Pero Andrés Manuel cree que su guión es el único, y
que apartarse de él significaría traicionarse. Por eso no hace cambios, como si
las cosas siguieran igual. El problema es que, al mantener el mismo guión en
circunstancias muy diferentes, los resultados serán notablemente peores.
Se lo han advertido de todos lados del espectro
ideológico: desde la Coparmex hasta Cuauhtémoc Cárdenas. Lo han dicho grupos de
economistas, empresarios grandes y pequeños, gente de su propio partido. Pero
él está atado a sus fetiches: no a aumentar impuestos, no al déficit, no a
aumentar el gasto público, no a contratar deuda, así sea gratis.
En su triste discurso del domingo, López Obrador,
sin darse cuenta del despropósito, citó a Franklin Delano Roosevelt, el
presidente del New Deal, que con
masivas intervenciones públicas empezó a sacar a su país de la Gran Depresión
de 1929-32. Despropósito, porque en el resto del discurso imitó a Herbert
Hoover, antecesor de Roosevelt, quien dijo que aquella crisis era “una
aberración temporal” y llamó a tener confianza. Creyó que bastaba con un par de
grandes proyectos, como la construcción de la enorme presa que hoy lleva su
nombre para que la economía se recuperara. No fue así, tenía que cambiar todo
el modelo económico. No sobra decir que su partido tardaría décadas en volver
al poder.
La clave, hace 90 años como ahora, es salvar el
empleo y los ingresos de los trabajadores, no sólo de unos cuantos. El efecto
de los microcréditos es muy limitado; la ayuda en efectivo, también. La
recesión dará un nuevo golpe a las finanzas públicas, por el lado de la
recaudación. Nada de eso quiso ver el Presidente.
Lo que sí vio es una convergencia de actores
sociales que le pedían un plan masivo y concertado. Y vio moros con tranchete.
Personajes que no están de acuerdo con él, a los que hay que combatir.
Le molesta la idea de un acuerdo o concertación,
porque significa negociar (no importa que él siga siendo el que tiene la sartén
por el mango). La mera idea de un pacto social, como el que sugirieron el Grupo
Nuevo Curso de Desarrollo de la UNAM o Porfirio Muñoz Ledo le molesta: demasiados actores involucrados.
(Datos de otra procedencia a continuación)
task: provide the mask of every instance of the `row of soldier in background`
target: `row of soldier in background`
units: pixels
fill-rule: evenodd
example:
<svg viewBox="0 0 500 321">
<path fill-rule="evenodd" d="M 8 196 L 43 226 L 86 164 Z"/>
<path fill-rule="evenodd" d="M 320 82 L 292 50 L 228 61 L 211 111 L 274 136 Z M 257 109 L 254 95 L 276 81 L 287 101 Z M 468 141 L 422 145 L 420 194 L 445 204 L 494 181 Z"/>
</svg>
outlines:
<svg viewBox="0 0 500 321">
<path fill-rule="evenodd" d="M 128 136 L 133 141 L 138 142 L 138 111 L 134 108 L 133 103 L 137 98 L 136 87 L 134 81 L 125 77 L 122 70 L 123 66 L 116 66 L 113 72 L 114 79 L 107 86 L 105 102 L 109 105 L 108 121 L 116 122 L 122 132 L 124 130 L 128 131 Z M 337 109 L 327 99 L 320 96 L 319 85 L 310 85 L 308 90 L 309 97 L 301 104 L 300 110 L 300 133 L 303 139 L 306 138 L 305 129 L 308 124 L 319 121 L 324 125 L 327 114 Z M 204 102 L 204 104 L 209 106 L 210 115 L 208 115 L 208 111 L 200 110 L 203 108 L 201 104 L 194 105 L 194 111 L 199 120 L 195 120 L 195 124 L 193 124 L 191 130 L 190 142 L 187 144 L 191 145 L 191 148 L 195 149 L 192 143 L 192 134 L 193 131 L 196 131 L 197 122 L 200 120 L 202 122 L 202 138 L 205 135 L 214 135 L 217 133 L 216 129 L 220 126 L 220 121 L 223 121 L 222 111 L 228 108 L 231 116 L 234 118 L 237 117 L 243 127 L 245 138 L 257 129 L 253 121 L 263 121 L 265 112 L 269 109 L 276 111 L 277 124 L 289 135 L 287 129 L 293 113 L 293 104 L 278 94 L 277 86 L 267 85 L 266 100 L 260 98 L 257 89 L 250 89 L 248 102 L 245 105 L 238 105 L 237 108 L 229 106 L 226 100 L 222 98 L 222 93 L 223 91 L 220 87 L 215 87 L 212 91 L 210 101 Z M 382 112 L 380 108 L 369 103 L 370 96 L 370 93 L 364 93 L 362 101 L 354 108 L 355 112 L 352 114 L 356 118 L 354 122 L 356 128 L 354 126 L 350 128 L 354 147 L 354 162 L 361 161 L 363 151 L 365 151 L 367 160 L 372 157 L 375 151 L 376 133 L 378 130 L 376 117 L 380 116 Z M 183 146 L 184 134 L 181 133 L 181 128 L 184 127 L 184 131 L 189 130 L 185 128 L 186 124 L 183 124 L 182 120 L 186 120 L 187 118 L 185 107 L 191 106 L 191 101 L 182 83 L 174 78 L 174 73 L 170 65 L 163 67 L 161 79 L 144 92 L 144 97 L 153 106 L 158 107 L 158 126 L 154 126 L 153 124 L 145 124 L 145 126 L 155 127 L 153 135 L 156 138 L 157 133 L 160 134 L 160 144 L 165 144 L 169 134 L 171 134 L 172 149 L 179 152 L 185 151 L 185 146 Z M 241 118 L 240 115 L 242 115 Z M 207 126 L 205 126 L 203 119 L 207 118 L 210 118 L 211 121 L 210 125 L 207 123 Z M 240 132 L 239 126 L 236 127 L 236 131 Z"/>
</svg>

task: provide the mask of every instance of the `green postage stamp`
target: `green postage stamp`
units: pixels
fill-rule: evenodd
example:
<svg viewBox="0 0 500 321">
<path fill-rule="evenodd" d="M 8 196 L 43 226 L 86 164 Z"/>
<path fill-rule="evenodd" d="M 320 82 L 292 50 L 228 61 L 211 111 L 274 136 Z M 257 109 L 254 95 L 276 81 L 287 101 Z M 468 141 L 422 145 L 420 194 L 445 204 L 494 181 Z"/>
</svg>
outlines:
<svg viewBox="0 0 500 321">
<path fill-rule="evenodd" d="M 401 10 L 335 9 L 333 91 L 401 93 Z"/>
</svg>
Lo de Andrés Manuel es el monólogo. Y claro, la descalificación caricaturesca
de quien lo contradice.
De ahí que, como se dice, se haya ido más para lo
hondo, con su propuesta (u orden, no sabemos) de reducir salarios y eliminar
aguinaldos a mandos medios y superiores, su propósito de que el gobierno se
apriete el cinturón y pague menos por obras y trabajos, y su concepto,
profundamente conservador, de Estado chiquito. No importa que rehusarse a
incrementar el gasto sea lo que a la postre genere más desigualdad.
Para López Obrador es mejor continuar con una
política de corte neoliberal, en la que cada quien se rasca con sus propias
uñas, pero que el propio AMLO define por sus pistolas, que buscar consensos
para un cambio profundo y progresista del modelo económico, aprovechando la
coyuntura.
No hay espacio para optimismo alguno en materia
económica. Los principales colaboradores de AMLO saben, en su fuero interno,
que el Presidente se equivoca, que muchos trabajadores quedaron desprotegidos y
que la depresión será peor debido a sus medidas. Que el Presidente está desmantelando las
esperanzas que él mismo creó. Pero no hacen nada. ¿Harán algo los diputados y
senadores, o el Legislativo es ya, definitivamente, la cámara de eco del
Ejecutivo?
Quienes sin duda sacarán fuerzas de la flaqueza, serán
los ciudadanos. Pero quién sabe si alcance.